When corporates go all anti-net zero: The art of defence
A growing number of companies are pushing back against climate and net zero resolutions. How do they defend their positions?
The Sicilian Defence is an iconic defensive move on the chess board. Played in response to the white’s 1.e4 opening, the manoeuvre invites fervent and complex contestation.
The Sicilian Defence has three distinct characteristics: it is aggressively defensive, far from the best and adept at judging the adversary’s skill.
During this year's ongoing proxy season, more and more companies are playing a Sicilian Defence against climate resolutions.
Mounting green pressure from investors has been met by opposition from boards that run some of the world’s biggest polluters. Their line of defence bears resemblance to the Sicilian’s characteristics. Just how the play holds up will determine the trajectory of this year’s proxy season.
The two pillars of corporate Sicilian Defence comprises of two main pillars.
'Been There, Done That'
Firstly, a common denominator in boards that recommend voting against climate resolutions is the tendency to revert to previous responses. This in turn, questions the utility of reviving a concern through investor engagement.
At Marathon Petroleum, the International Brotherhood of Teamsters General Fund has asked the company to publish a just transition report. The board hit back saying that the company has already done so, referring to a previous report published after last year’s AGM.
“Our Just Transition report was the first to be published by a company in the oil and gas sector and one of the few to be published across any sector”, the board said.
Investors seemed to be aware of this. In the resolution’s supporting statement, they acknowledged the document but noted that “this report offers no meaningful metrics for investors to measure the success of Marathon’s strategy or map against the Company’s climate scenario analysis and goals”.
Meanwhile, over at Westlake Corporation, the American petrochemical manufacturer, investors are gunning for a stronger 2030 emissions reduction target. In response the board has labelled the request as “unnecessary” and against shareholder interests.
While stressing the company’s 14% carbon intensity reduction compared to a 2016 baseline, the board said, “we ask that you consider and weigh the substantive actions we have taken to date and the plan we have laid out for the foreseeable future”.
In another example, a resolution filed at power company Ameren urged the company to clarify its alignment with the Paris Agreement. The board said alignment has been a point of focus since 2017. The company’s existing public reports form the crux of the board’s defence.
“The company has already reported its Scope 1 and 2 carbon emissions reduction targets, as well as its comprehensive plans to meet them and its actual annual carbon emissions, in multiple public reports”, the board stated.
'Not My Problem'
In addition, several companies have deflected their duty to act. They claim that while the issue under question is worth investigating, it falls outside the company’s realm of responsibility.

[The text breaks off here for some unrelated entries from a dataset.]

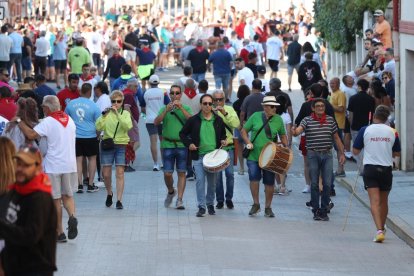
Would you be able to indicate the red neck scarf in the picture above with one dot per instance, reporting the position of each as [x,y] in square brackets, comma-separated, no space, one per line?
[190,92]
[39,183]
[321,120]
[199,49]
[61,117]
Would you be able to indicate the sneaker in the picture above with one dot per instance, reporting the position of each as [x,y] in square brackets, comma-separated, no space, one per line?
[72,227]
[201,212]
[219,205]
[169,198]
[80,189]
[269,213]
[92,188]
[119,205]
[108,201]
[306,189]
[379,236]
[229,204]
[179,204]
[210,209]
[129,169]
[340,174]
[255,209]
[61,238]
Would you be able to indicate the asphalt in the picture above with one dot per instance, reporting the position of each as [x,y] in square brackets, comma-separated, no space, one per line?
[148,239]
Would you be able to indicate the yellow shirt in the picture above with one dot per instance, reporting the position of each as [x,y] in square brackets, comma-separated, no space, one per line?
[338,99]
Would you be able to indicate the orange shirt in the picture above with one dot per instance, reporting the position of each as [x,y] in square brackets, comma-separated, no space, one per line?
[384,29]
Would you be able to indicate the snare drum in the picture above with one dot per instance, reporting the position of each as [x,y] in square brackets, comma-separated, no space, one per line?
[216,161]
[275,158]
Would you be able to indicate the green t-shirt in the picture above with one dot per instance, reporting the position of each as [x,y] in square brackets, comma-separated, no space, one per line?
[207,136]
[171,128]
[254,124]
[77,57]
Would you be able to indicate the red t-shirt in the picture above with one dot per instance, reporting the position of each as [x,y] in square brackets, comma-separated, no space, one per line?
[8,108]
[65,96]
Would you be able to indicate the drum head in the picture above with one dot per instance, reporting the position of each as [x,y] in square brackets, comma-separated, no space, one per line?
[215,158]
[267,155]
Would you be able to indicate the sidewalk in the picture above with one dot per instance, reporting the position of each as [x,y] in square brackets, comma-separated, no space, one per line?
[401,204]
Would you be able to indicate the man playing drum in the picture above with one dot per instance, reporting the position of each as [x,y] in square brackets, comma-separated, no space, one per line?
[265,127]
[231,121]
[321,131]
[202,134]
[173,117]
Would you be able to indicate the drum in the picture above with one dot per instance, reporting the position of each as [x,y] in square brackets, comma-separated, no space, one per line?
[216,161]
[275,158]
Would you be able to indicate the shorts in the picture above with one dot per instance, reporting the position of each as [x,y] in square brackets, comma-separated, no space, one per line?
[130,55]
[274,65]
[60,65]
[174,156]
[116,154]
[63,184]
[87,147]
[154,130]
[376,176]
[256,173]
[347,128]
[27,64]
[50,62]
[292,67]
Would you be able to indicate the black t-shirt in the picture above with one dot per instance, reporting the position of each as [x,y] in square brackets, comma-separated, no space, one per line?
[198,60]
[361,104]
[26,42]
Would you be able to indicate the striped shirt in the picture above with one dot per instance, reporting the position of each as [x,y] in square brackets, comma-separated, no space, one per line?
[319,138]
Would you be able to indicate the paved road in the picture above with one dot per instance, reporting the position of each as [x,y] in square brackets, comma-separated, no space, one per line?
[147,239]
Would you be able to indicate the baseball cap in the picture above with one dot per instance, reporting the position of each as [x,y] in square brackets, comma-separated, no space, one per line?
[261,69]
[154,79]
[29,155]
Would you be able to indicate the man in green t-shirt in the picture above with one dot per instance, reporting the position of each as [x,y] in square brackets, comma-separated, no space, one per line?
[203,133]
[173,116]
[261,137]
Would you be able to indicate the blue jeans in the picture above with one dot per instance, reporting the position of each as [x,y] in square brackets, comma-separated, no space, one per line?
[320,163]
[222,79]
[199,77]
[201,175]
[229,171]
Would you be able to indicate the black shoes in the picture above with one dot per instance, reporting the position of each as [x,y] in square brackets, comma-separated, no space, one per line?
[201,212]
[211,210]
[108,201]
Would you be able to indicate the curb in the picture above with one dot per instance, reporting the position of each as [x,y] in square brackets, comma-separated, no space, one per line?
[394,223]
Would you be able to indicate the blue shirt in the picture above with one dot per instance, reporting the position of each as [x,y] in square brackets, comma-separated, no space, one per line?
[44,90]
[84,113]
[16,44]
[221,59]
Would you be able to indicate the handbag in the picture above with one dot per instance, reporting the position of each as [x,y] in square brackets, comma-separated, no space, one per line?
[108,143]
[246,151]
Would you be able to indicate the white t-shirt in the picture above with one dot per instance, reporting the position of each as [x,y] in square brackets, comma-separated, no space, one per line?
[247,75]
[154,100]
[274,48]
[104,102]
[61,151]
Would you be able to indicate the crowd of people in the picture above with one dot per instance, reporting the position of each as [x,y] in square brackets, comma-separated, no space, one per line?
[58,141]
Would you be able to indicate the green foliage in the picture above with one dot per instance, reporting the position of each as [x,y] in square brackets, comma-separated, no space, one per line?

For instance, earlier this month investors urged the Royal Bank of Canada to examine the concern over “brown spinning”, the tendency of publicly owned companies to sell carbon-intensive assets to their less regulated, private counterparts.
The board advised shareholders to vote against the resolution.
“The bank does not believe that the financial industry is positioned to regulate board governance matters or bridge the disclosure gap between public and private entities”.
Nearly 93% of shareholders sided with the board.
Further south, in the U.S., the American restaurant chain Texas Roadhouse is also facing investor pressure to disclose and reduce its environmental footprint.
In response, the board said: “Given that many climate targets are beyond the scope or control of the company, we believe it is not in the best interest of the company or our shareholders to set target-based commitments."
This defence card is a familiar sight to investors advocating for scope 3 disclosures. Their demands have been met by resistance in board rooms, often on the grounds of indirect emissions falling outside the purview of the company.
The scope 3 debate has resurfaced this season. The board at Westlake has said “scope 3 emissions are indirect emissions from sources neither owned nor operated by Westlake”.
Similarly, ExxonMobil’s argument against indirect emissions disclosure is “in the first case, the greenhouse gas emissions still occur but are no longer attributable to the original asset owner.
Viewed together, the two tactics represent a sizeable majority of board recommendations against climate related shareholder resolutions.
Like in chess, the Sicilian Defence by corporate boards this proxy season is aggressively defensive, far from the best and will put to test the investor’s ability to respond.